Sunday, 1 March 2009

Truth in context

After a couple of weeks of a gentler-than-usual teaching schedule I found today tiring. It didn't help that I ran over every single lesson, so though I had planned, agreed-upon teaching amounting to five and a half hours I actually taught for nearly seven hours today.. and of course lesson that run over slightly are usually the ones that are mentally and emotionally draining, and all the travel (Tube and cycling) leaves me pretty physically tired, too. I don't mind the unpaid work, but I need to pace myself better. I'm exhausted.

I still made it to Evensong at Church on the Hill. The choir outnumbered the congregation again, unless you count the choir as part of the congregation... I do. Church on the Hill is running a Lenten series of sermons on the seven deadly sins, and the curate who was preaching this evening drew the short straw and got to talk about lust.

I think he spoke well, trying to clarify the difference between the sin of lust and the gift from God that is sexual desire. He proposed that sinful lust can be identified two ways. One is by its being acquisitive, when we want someone for ourselves and in so doing turn them into objects. Another is by its being the stuff of selfish fantasies, in which we arrogantly cast ourselves in the starring role and the world revolves around us.

I can see how fantasy can be dishonest to a point, can be an escape or turning away from God-given reality where we can experience pain but also love. But I also think the human imagination is a gift from God, and wonder how this earnest young curate would identify the stories we tell ourselves and others in order to understand reality better rather than turn away from it. I suppose that, like the distinction between sinful lust and loving sexual desire, depends on context.

Perhaps there are some absolute truths, some absolute rules for right and wrong somewhere, and other situations or actions that really are context-sensitive. Maybe one of the areas where people disagree is in assigning any specific action to one category or another. Maybe one of the things we're trying to do in religious is to figure out what the absolute truths are, and make sense of how those affect the context-sensitive stuff.

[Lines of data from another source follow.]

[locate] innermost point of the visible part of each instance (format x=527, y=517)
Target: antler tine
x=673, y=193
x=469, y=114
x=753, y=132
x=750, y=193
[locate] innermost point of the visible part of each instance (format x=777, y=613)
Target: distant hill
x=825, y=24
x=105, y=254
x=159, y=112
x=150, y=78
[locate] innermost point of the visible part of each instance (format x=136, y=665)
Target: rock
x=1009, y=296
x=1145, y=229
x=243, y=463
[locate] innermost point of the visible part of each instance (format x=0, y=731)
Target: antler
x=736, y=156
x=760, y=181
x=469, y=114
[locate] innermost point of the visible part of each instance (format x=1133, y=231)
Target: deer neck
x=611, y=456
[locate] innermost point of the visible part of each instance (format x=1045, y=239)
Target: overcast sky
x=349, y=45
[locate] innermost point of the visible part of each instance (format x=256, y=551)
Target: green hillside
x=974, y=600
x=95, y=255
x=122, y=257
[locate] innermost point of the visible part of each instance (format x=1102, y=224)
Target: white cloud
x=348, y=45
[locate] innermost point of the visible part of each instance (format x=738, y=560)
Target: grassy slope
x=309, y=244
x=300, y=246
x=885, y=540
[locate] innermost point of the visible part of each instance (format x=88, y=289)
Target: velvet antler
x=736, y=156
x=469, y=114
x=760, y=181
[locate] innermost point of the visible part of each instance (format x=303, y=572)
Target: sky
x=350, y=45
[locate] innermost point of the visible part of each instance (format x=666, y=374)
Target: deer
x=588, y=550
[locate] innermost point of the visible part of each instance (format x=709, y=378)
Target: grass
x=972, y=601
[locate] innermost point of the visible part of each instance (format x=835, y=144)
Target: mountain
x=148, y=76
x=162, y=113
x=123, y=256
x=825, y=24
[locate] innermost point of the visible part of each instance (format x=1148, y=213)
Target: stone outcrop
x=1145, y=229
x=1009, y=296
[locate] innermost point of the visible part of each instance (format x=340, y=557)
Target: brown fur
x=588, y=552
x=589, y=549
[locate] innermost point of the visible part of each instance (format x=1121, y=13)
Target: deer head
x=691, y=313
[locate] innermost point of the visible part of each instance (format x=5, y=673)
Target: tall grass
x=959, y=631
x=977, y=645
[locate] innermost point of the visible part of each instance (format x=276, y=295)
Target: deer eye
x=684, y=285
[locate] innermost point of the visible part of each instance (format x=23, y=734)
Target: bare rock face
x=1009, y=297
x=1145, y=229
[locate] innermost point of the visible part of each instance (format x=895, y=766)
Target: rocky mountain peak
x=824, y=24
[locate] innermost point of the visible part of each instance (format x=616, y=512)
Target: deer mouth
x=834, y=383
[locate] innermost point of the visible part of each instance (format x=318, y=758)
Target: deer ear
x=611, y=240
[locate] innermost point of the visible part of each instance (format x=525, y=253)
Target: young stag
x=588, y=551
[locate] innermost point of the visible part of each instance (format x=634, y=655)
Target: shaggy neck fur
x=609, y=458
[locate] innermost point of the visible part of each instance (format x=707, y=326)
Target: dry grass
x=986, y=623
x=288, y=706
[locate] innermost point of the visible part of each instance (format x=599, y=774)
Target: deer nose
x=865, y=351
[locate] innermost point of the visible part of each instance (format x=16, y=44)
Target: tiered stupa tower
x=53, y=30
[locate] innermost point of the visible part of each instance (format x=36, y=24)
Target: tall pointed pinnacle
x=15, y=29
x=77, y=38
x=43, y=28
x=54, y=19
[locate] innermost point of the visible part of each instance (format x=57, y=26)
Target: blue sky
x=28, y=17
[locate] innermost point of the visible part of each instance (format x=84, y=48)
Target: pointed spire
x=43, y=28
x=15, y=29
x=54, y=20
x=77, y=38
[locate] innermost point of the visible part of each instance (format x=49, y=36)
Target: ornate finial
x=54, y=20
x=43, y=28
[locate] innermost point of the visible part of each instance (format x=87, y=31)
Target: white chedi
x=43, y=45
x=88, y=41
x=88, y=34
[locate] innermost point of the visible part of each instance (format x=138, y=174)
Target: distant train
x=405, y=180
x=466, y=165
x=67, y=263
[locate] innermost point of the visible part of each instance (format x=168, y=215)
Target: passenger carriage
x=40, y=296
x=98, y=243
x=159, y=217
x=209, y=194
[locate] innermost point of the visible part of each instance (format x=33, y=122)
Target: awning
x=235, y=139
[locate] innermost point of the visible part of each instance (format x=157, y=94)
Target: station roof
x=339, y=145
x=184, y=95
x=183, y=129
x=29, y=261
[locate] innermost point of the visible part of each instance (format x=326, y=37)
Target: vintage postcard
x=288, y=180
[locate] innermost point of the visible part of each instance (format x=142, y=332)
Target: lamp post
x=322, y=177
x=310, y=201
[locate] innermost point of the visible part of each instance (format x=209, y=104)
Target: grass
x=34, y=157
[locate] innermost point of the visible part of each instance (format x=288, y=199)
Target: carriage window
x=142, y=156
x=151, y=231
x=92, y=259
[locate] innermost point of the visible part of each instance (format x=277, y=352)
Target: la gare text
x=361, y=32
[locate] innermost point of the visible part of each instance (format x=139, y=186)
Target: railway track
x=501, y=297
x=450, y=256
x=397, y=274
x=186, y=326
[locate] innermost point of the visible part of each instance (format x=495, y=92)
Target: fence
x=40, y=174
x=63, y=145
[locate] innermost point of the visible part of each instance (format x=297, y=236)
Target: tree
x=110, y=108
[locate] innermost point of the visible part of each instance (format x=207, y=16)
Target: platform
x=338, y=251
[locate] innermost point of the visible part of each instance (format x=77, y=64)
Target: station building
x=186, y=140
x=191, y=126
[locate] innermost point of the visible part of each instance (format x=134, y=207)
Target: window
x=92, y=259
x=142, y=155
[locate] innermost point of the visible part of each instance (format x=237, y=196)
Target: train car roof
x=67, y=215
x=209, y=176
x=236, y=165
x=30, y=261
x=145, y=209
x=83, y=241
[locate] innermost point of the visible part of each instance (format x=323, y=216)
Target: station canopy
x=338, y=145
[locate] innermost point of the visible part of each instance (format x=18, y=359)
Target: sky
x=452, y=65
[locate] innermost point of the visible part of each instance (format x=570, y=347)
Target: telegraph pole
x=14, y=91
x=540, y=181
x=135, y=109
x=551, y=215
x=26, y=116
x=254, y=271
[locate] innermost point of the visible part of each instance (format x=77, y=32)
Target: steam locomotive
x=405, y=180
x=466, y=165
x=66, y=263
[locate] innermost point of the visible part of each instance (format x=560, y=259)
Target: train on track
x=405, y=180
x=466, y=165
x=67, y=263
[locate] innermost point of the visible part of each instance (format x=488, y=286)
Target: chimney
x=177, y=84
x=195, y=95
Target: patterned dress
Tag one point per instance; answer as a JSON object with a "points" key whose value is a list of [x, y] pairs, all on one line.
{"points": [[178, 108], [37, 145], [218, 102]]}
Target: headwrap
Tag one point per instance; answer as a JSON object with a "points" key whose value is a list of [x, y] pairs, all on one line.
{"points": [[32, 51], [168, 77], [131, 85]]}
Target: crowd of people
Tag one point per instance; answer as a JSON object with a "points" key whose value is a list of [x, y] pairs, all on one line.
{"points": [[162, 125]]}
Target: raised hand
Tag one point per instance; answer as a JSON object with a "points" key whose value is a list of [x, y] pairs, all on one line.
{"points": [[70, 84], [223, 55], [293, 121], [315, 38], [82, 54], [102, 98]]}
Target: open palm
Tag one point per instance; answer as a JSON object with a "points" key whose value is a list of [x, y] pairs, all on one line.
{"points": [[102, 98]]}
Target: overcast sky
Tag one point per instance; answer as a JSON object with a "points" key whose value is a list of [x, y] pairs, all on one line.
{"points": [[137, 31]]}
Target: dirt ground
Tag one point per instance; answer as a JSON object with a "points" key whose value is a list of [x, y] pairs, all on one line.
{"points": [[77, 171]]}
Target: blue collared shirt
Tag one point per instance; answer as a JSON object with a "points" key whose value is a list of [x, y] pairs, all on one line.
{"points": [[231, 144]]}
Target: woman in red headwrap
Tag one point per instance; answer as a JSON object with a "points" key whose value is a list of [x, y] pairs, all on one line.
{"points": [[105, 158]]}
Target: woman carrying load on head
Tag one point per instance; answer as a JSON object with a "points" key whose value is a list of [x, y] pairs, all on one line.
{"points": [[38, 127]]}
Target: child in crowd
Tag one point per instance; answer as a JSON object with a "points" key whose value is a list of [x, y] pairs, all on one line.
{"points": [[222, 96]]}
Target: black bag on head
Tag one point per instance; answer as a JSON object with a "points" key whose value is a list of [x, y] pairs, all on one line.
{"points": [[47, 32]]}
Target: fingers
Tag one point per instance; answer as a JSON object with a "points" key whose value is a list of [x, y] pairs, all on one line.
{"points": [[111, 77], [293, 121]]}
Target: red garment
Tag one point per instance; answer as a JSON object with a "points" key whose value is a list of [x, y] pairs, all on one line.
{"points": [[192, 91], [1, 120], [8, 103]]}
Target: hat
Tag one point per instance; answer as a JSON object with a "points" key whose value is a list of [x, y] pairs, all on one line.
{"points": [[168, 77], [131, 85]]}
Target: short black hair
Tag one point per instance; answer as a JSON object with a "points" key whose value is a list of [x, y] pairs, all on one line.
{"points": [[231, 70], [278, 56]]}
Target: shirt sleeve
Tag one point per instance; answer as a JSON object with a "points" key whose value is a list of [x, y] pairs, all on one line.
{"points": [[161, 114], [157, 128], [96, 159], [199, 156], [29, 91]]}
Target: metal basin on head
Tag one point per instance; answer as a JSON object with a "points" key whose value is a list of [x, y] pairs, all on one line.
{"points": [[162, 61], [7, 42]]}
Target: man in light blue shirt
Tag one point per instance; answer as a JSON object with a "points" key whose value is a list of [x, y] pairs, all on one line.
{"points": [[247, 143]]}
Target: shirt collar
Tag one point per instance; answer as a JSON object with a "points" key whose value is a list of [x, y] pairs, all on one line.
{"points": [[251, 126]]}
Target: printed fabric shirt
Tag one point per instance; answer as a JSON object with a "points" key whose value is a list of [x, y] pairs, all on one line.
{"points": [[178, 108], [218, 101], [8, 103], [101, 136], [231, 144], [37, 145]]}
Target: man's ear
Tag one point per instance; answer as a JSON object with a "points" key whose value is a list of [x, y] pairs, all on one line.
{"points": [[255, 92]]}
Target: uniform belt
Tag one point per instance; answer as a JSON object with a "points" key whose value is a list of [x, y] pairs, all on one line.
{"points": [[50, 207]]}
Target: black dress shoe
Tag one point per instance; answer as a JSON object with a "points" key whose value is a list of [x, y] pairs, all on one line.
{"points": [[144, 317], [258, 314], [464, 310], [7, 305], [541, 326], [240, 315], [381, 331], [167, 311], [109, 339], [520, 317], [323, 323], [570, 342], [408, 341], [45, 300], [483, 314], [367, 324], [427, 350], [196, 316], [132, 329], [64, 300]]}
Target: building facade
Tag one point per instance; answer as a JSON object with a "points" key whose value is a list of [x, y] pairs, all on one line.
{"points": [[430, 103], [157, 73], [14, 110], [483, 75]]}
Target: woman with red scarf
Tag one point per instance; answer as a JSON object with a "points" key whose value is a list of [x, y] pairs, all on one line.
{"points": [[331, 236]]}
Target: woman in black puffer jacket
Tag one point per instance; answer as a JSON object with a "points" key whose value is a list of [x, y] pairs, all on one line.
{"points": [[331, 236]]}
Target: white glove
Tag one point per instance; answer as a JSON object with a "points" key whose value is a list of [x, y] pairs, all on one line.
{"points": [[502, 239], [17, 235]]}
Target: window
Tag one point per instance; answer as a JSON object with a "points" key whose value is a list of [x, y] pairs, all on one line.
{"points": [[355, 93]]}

If you had to choose one thing, one idea, and say you think it is an absolute truth (or perhaps an absolute command), what would it be?

The curate also mentioned in his sermon that Jesus is reported to have said very little about lust, though the link between the quote he did provide and the way he discussed the subject seemed a little tenuous.

That's seven Sundays in a row I've been to church. This seems to be getting to be something of a habit.

Further to my previous post I'd like to open up discussion here regarding some of the issues I touched on over at The Exegesis Fairy's blog. But I'm very tired, and I have yet to hunt library books tonight (to avoid fines tomorrow), so I think it will wait.